10:27Et vous êtes bien placé pour le savoir, Thierry Breton, parce que vous avez dû démissionner de votre poste de commissaire européen.
10:34Ursula von der Leyen, la présidente de la commission qui est allemande,
10:37proposait à la France un périmètre réduit avec vous à ce poste ou alors un périmètre élargi.
10:44Mais alors à ce moment-là, il fallait changer de visage.
10:46Et vous, vous avez été contraint d'une certaine façon à la démission.
10:49Est-ce qu'Emmanuel Macron a cédé à l'Allemagne ? Est-ce qu'il vous a lâché ?
10:53Alors vous avez raison de rappeler que je n'ai pas dû, j'ai démissionné.
10:59Lorsque j'ai vu qu'effectivement, lorsque j'ai compris, j'ai appris que tel était l'enjeu qui était en discussion,
11:06j'ai estimé que pour des raisons qui me sont propres, et en particulier aussi de gouvernance et de méthode,
11:12que je ne souhaitais pas être à nouveau commissaire dans la commission nouvelle.
11:17Et donc j'ai indiqué, avant toute chose et avant toute discussion, parce que c'était ma décision personnelle de décider.
11:27C'est vrai que si jamais j'étais resté, j'aurais eu, selon les échanges qu'il y avait à ce moment, un portefeuille plus restreint.
11:40Voilà, je n'ai pas voulu que cette situation, ce dilemme, de certaine façon, se présente.
11:47Et donc j'ai préféré partir.
11:49Et pour autant, vous dites que la France aujourd'hui est quand même reléguée, déclassée dans l'Union Européenne ?
11:54Je n'emploie pas ce mot.
11:55Ou en la Roumanie, vous dites, et la Finlande ?
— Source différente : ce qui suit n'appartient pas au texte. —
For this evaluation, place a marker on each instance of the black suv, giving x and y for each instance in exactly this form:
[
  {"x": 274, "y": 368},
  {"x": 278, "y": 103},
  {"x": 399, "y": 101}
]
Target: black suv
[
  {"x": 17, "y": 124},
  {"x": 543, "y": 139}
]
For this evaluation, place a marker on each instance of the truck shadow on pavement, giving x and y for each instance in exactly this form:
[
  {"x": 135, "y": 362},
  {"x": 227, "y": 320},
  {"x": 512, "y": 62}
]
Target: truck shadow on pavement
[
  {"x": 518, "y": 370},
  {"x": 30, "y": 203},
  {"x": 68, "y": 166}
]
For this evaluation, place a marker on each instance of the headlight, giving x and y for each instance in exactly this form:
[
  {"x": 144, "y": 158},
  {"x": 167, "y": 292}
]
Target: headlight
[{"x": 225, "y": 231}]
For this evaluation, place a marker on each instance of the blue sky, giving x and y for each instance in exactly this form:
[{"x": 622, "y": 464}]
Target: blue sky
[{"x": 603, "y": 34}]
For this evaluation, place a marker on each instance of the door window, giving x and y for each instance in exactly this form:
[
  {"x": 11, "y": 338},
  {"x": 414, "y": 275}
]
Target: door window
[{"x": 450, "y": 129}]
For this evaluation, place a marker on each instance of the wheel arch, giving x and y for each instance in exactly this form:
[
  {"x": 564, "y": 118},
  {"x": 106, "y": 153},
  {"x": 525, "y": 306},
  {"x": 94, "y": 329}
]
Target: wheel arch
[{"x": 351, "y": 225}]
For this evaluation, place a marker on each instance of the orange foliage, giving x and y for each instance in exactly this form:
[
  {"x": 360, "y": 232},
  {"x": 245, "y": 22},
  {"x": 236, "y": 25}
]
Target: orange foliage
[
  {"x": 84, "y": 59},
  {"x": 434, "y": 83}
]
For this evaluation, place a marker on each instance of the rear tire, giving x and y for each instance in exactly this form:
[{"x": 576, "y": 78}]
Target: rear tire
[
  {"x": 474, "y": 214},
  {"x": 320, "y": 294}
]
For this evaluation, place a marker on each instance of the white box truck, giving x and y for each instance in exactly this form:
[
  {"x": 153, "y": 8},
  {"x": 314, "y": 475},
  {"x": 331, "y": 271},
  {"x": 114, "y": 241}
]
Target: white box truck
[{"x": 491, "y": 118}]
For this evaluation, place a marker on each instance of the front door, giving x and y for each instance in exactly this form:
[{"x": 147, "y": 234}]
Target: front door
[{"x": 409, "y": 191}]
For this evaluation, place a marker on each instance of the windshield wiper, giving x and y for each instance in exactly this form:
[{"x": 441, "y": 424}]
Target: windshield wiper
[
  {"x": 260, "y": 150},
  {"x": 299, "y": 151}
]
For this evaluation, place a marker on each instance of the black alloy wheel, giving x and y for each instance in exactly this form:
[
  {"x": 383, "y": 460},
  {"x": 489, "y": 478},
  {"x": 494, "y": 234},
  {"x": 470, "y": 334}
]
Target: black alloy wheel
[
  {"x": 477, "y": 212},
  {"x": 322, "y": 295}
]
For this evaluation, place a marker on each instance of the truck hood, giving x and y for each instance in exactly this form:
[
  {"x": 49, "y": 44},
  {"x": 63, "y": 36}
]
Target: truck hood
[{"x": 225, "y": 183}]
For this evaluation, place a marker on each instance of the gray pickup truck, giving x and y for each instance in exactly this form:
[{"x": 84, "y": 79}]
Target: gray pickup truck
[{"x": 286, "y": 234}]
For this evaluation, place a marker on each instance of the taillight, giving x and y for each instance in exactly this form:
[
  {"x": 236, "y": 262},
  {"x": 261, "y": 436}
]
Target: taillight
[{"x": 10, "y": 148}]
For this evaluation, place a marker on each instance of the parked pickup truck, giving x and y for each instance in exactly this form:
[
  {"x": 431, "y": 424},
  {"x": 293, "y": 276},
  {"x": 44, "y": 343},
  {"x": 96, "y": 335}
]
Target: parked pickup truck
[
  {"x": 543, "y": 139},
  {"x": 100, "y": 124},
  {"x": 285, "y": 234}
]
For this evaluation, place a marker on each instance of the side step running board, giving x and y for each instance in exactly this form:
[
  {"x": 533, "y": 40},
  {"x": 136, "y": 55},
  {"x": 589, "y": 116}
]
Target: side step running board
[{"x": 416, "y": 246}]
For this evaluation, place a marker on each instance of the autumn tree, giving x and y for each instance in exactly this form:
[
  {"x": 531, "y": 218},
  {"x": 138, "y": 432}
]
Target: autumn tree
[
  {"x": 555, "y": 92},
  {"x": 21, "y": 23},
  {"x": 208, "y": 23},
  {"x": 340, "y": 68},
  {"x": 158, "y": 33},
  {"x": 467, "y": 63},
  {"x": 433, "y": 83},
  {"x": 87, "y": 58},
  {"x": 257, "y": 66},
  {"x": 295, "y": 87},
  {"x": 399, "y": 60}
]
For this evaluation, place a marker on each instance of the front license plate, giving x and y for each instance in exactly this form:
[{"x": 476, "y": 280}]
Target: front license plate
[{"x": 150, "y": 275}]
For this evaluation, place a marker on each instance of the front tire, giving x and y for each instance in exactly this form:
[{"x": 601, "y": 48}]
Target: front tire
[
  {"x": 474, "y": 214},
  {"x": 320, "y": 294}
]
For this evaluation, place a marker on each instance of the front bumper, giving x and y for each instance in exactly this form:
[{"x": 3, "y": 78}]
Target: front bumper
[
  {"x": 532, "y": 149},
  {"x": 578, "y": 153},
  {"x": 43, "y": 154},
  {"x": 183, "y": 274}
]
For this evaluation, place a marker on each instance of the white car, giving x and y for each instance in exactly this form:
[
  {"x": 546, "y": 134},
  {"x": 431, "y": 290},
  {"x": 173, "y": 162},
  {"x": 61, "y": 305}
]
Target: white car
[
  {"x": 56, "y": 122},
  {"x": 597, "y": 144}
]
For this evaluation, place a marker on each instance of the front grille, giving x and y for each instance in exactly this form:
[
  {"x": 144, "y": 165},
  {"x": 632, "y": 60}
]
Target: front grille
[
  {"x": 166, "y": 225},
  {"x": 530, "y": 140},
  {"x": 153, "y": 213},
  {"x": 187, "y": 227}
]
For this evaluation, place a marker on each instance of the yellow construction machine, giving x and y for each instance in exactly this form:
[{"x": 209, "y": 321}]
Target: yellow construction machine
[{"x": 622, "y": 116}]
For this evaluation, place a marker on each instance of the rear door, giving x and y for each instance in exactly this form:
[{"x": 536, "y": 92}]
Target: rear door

11:57Je n'emploie pas ce mot, parce qu'encore une fois, la France fait partie des pays fondateurs.
12:01Je n'emploie pas ce mot.
12:03Encore une fois, chaque commissaire représente non pas son pays, mais représente une voix parmi les 27.
12:09Mais il est vrai que lorsque l'on décide de donner la présidence de la Commission Européenne pour dix années, c'est long, dix ans,
12:19donc finalement à l'Allemagne qui va l'assurer, et notamment par la personne de Mme van der Leyen,
12:25c'est vrai qu'il faut garder, il faut en permanence avoir aussi cette notion d'équilibre,
12:29qui est consubstantielle du projet européen.
12:33Il faut un équilibre.
12:35S'il te reste pour ça, vous savez qu'au fond, depuis maintenant des années et des années,
12:39en particulier dans la Nouvelle Europe, après la chute du mur de Berlin,
12:42on choisissait plutôt des personnalités qui venaient de petits pays pour être président de la Commission Européenne,
12:49pour éviter précisément ces risques peut-être un peu plus d'hégémonie,
12:55et je ne vise personne en disant cela,
12:57mais c'était peut-être un choix de l'ensemble des États membres.
13:00Voilà, un autre choix a été fait, il faut veiller à cet équilibre.
13:04Merci beaucoup d'avoir répondu aux questions de France Info.